A terrible thing was occurring upon Mack Bolan's face. Turrin got up and went to the bathroom to wash his hands.
"You'd better lay it out for me, John."
"Well, Jack—that's the guy, Jack Gray—he says he's marryin' both of us. Isn't that a hell of a kick? They want to adopt me, Mack. The whole trip. Change my name and everything. Move away somewhere. Change my name."
Bolan caught Leo Turrin's eye through the open door. There was a question there, and Turrin returned a silent answer.
"What's wrong with that?" Bolan quietly asked the kid. "You've got an assumed one now. I have a hundred or so."
"Well, sure, but that's temporary."
"John—do you realize—do you truly understand what Val is doing? I mean, what she's—"
"She means well," the kid said.
"Means well? You're telling me she has a chance to live a normal life with a good man?—that she won't go unless you're in the package?—and she just means well?"
"Mack—I—we'd both be deserting you. I can't do that."
Turrin returned to his chair and dropped into it with a sigh. Storm signals were flying in the Bolan gaze—in both Bolan gazes.
"Let's understand something, John. You and I can always be together in spirit, and I sure hope we will. But that's the only way."
"That's a lot of bull, Mack! I could be a second gun for you. I could be—"
There it went down.
Turrin kept waiting for the other shoe to fall, but there was only a suffocating silence.
You blew it, kid. You said the one thing you could never say. And the kid knew it. He ran out of gas in the shadow of that towering horror spilling from that big grim man at the window—and the battle was over, right there.
"Time for plain talk, John."
"Okay," the kid replied, very quietly, very subdued. "You can't come with me because I can't afford you,
You'd be a noose around my neck. You'd be my death, John. I wouldn't live long enough for you to get the feel of a gun."
"I—I can't do the other."
"Why not?"
"I can't desert you. Not while you're .. ."
"Not while I'm living—right? What are you doing, John, laying the death watch on me?"
"I—I can't desert you."
"Why not? I deserted you."
"That's different."
"Wish me well, John. And tell me goodbye. Then go wish Val well. And tell her thanks."

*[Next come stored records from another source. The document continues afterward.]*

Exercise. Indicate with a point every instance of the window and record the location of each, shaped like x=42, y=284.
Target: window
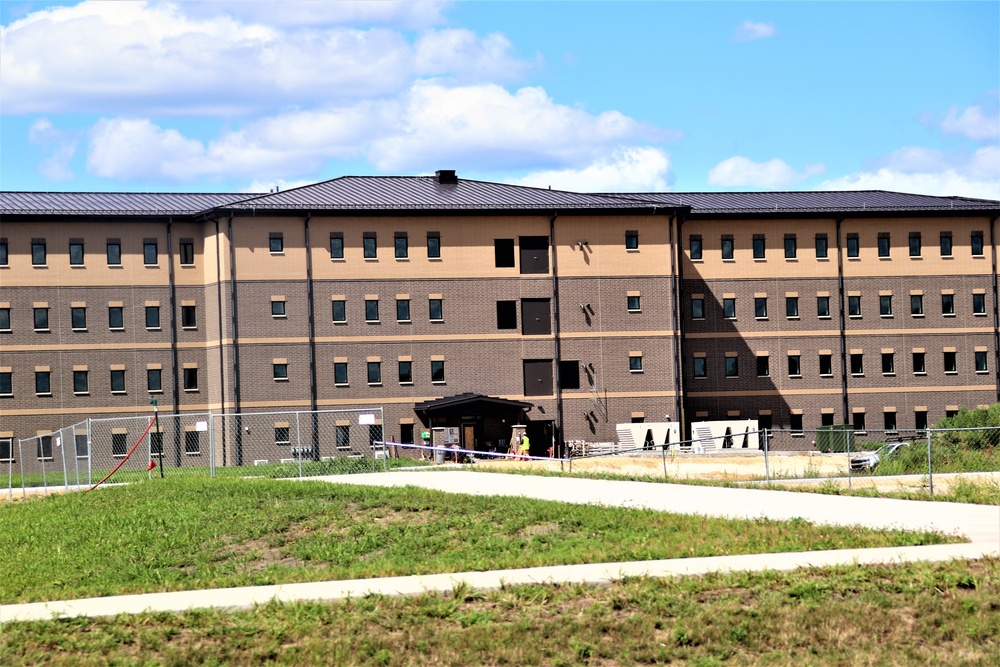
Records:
x=433, y=247
x=977, y=244
x=38, y=254
x=401, y=245
x=950, y=362
x=698, y=308
x=791, y=246
x=883, y=244
x=506, y=314
x=825, y=365
x=81, y=382
x=503, y=252
x=694, y=246
x=336, y=245
x=853, y=246
x=794, y=365
x=760, y=307
x=369, y=242
x=116, y=317
x=118, y=381
x=858, y=421
x=435, y=309
x=727, y=246
x=634, y=363
x=947, y=304
x=729, y=308
x=857, y=363
x=822, y=246
x=946, y=246
x=339, y=310
x=114, y=252
x=189, y=318
x=41, y=319
x=43, y=383
x=154, y=380
x=889, y=421
x=569, y=374
x=276, y=242
x=76, y=253
x=187, y=252
x=979, y=304
x=981, y=366
x=888, y=363
x=190, y=379
x=402, y=310
x=78, y=318
x=340, y=373
x=405, y=372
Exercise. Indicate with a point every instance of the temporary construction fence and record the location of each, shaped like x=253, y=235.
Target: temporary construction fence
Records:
x=260, y=444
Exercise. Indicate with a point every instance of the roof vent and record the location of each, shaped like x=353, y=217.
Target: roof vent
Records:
x=447, y=177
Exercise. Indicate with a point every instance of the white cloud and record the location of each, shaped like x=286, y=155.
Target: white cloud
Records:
x=929, y=172
x=634, y=169
x=750, y=30
x=972, y=122
x=739, y=171
x=146, y=58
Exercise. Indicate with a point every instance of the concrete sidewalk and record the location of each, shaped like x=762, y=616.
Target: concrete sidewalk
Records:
x=979, y=523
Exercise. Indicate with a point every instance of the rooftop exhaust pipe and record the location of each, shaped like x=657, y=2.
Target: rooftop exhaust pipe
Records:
x=447, y=177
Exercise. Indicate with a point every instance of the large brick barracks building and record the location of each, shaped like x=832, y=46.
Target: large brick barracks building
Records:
x=799, y=309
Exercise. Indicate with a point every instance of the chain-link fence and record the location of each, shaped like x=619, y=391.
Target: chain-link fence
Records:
x=130, y=449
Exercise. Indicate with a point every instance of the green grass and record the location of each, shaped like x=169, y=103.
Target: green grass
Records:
x=912, y=614
x=189, y=533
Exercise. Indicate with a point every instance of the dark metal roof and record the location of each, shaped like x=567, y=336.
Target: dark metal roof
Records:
x=376, y=193
x=112, y=203
x=810, y=201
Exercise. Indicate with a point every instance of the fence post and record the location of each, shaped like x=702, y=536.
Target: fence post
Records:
x=930, y=467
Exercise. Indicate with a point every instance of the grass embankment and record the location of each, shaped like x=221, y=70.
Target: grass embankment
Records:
x=195, y=533
x=913, y=614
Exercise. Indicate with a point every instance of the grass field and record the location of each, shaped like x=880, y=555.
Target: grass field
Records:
x=914, y=614
x=189, y=533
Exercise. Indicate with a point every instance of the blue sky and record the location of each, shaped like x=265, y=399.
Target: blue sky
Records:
x=243, y=95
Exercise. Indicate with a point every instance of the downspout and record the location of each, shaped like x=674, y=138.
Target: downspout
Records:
x=311, y=318
x=235, y=324
x=173, y=339
x=676, y=292
x=558, y=448
x=996, y=315
x=843, y=332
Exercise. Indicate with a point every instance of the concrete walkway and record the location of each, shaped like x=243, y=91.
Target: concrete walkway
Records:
x=979, y=523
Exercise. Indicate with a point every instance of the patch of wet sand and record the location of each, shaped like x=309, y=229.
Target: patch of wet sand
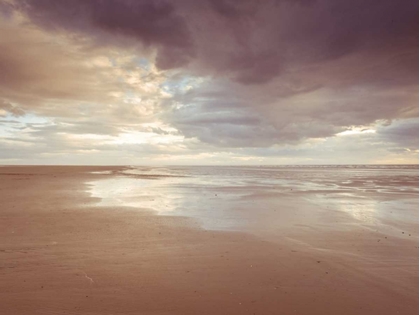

The kid was crying, and they were painful tears—tears of defeat, of helpless rage, of shame at the tears themselves.
Leo returned to the bathroom and flushed the toilet, then decided to wash his face.
When he returned to the room, things were pretty much as when he'd left—the Sarge at the window, scowling—the kid sitting there with acid tears streaming down his face and blinding him, gnawing holes in his bottom lip.
"It's a bum rap, John," Bolan was saying quietly. "We just have to make the best of it, and go on. Tell you what. This is no way to say goodbye. You hang in here at the motel for a while. Give me another day with this town. If I haven't returned by this time tomorrow, it's because I won't be returning. You go back with Leo. But if I can make it back—if I do—we'll return to Pittsfield together. We'll take it slow, and enjoy it. You can drive the bus and take all the galley duty you can stomach. We'll make a week of it—a week to remember. And when we get there, John, you'll go your way and I'll go mine—without goodbye. Okay?"
"Okay," the kid said, smiling through those tears.